740.00119 Council/4–2646: Telegram

The Ambassador in Czechoslovakia ( Steinhardt ) to the Secretary of State, at Paris 32


100. For the Secretary and Riddleberger. I am in receipt of a personal letter from Masaryk33 to the effect that it is “of decisive importance to Czechoslovakia” that at the Conference of Foreign [Page 123] Ministers in Paris “discussions should take place and decisions be arrived at” concerning

The desire of the Czechoslovakia Govt that in addition to the exchange of Hungarians and Slovaks already arranged between the two Govts an additional 200,000 Hungarians be transferred from Czechoslovakia to Hungary.34
Czechoslovakia’s territorial claims against Germany in the event that “German question” is discussed by the Conference of Foreign Ministers, and
That in connection with either or both of the matters enumerated above a representative of the Czechoslovakia Govt be afforded an opportunity to present the Czechoslovak petition. The letter closes with a request for a reply as soon as possible.

I am also in receipt of a note from the FonOff enclosing “the territorial demands of Czechoslovakia against Germany together with the appropriate proofs and documentation including a map of the desired changes”. The note requests the support of the Secretary at the Conference of Foreign Ministers in Paris on behalf of the Czechoslovak petition in the event that the conference should take up in any manner “The question of Germany”. In the event that “The German question should not be taken up at the Conference of Foreign Ministers in Paris” the note requests that the conference determine the forum where Czechoslovakia “may bring forward the proposals mentioned” and urges “that this be done in the nearest possible future”. The note concludes with the statement that although it will be seen from the proposals and documents that Czechoslovak territorial demands against Germany are confined to a minimum they are of vital importance to Czechoslovakia and that it is difficult for Czechoslovakia to reconstruct its economic and administrative life while uncertain about its frontiers with Germany.
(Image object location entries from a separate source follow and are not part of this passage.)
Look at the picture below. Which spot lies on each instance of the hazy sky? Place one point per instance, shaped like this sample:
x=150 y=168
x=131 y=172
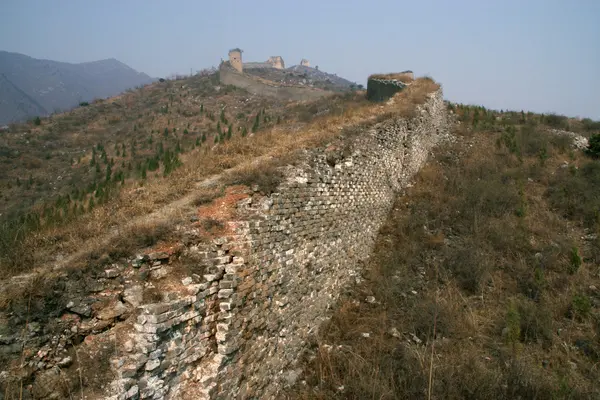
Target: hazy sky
x=539 y=55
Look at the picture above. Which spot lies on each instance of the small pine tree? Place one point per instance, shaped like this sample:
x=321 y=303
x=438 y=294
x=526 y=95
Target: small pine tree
x=256 y=123
x=108 y=172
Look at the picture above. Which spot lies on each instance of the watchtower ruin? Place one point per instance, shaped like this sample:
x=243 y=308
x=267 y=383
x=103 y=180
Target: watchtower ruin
x=235 y=59
x=276 y=62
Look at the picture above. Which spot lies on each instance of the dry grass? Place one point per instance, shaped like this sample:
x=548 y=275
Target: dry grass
x=476 y=250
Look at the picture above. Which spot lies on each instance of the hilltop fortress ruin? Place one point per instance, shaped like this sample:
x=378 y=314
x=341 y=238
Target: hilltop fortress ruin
x=235 y=60
x=260 y=78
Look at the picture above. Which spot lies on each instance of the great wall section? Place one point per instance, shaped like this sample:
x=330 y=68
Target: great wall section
x=229 y=317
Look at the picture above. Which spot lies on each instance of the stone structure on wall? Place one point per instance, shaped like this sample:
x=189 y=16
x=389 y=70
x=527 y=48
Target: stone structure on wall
x=235 y=59
x=231 y=315
x=263 y=87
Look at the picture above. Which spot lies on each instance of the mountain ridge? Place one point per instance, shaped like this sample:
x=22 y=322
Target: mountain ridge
x=40 y=87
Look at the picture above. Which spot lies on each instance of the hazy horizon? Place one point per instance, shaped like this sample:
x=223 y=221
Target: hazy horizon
x=543 y=56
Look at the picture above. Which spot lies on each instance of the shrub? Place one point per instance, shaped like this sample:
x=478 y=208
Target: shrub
x=581 y=306
x=556 y=121
x=577 y=193
x=593 y=148
x=575 y=260
x=468 y=267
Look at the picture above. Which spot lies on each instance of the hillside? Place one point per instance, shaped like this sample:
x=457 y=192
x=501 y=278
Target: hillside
x=30 y=87
x=162 y=239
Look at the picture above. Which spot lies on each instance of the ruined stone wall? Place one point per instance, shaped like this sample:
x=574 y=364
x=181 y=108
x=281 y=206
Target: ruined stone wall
x=229 y=76
x=306 y=244
x=383 y=89
x=232 y=315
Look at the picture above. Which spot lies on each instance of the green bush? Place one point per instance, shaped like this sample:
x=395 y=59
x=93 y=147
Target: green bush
x=581 y=306
x=593 y=148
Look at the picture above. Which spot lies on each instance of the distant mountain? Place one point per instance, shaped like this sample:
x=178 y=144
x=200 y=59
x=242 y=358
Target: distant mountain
x=31 y=87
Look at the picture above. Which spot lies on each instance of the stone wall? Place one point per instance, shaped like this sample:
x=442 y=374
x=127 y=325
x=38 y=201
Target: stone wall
x=229 y=76
x=232 y=315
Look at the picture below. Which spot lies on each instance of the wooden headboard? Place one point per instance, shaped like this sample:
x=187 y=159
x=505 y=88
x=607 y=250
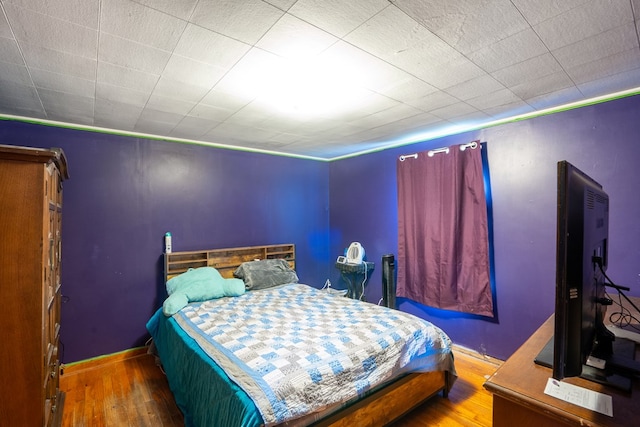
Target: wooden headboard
x=225 y=260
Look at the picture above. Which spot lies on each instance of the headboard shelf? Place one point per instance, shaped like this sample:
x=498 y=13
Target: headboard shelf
x=225 y=260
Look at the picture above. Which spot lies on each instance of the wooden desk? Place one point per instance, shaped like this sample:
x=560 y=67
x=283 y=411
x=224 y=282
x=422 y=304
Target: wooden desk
x=519 y=399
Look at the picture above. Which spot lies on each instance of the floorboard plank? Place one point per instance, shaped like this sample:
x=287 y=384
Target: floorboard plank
x=133 y=391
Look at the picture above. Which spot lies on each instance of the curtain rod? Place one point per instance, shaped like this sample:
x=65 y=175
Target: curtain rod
x=473 y=145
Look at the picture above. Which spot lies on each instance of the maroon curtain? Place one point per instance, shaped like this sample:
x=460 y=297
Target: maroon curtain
x=443 y=248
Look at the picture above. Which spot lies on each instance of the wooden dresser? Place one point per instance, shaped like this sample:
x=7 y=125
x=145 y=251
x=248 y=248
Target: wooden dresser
x=30 y=243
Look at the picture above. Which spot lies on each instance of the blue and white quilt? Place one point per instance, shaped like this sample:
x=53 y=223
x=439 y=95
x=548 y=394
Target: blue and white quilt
x=296 y=350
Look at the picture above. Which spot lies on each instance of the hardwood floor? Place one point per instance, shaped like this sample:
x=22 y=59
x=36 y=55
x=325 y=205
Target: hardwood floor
x=130 y=390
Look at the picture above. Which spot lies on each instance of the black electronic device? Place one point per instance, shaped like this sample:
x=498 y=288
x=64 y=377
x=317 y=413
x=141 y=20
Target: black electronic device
x=582 y=345
x=388 y=281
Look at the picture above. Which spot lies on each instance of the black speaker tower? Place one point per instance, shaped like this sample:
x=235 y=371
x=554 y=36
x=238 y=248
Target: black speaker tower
x=388 y=281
The map and supporting memorandum enclosed with the note are being forwarded to the Embassy in Paris by courier on April 30 addressed to Riddleberger.35

Sent Paris as 100 repeated Dept as 634.

  1. Sent on the same date to the Department as telegram 634; received April 27, 5:13 p.m.
  2. Jan Masaryk, Czechoslovak Minister for Foreign Affairs.
  3. For additional documentation regarding the interest of the United States in the peaceful settlement of the dispute between Hungary and Czechoslovakia over the exchange of populations, see vol. vi, pp. 361 ff.
  4. Masaryk’s note of April 24, 1946, the Czechoslovak Foreign Ministry Note No. 71.084/M/46 of the same date, together with the memorandum entitled “Rectification of the Frontiers of Czechoslovakia Towards Germany” and the map referred to here, none printed, were transmitted to the Department as enclosures to despatch 814, April 26, 1946, from Praha, not printed (740.00119-EW/4–2646). Czechoslovakia asked for annexation of the following areas: Ratiboř and Hlubčicko (Leobschütz) including the Oder River port of Kozlí (Cosel); Kladsko (Glatz); Krkonose (Riesengebirge) sector and the areas of Hirschberg and Waldenburg; in the Zitava sector, the towns of Zitava, Hirschfeld and the German portion of the town of Saidenberg: the foreland north of the Krusnohori (Erzgebirge) mountains; a small rectification along the Bohemia-Bavaria frontier which would include the town of Brod nad Lesy (Furth im Walde).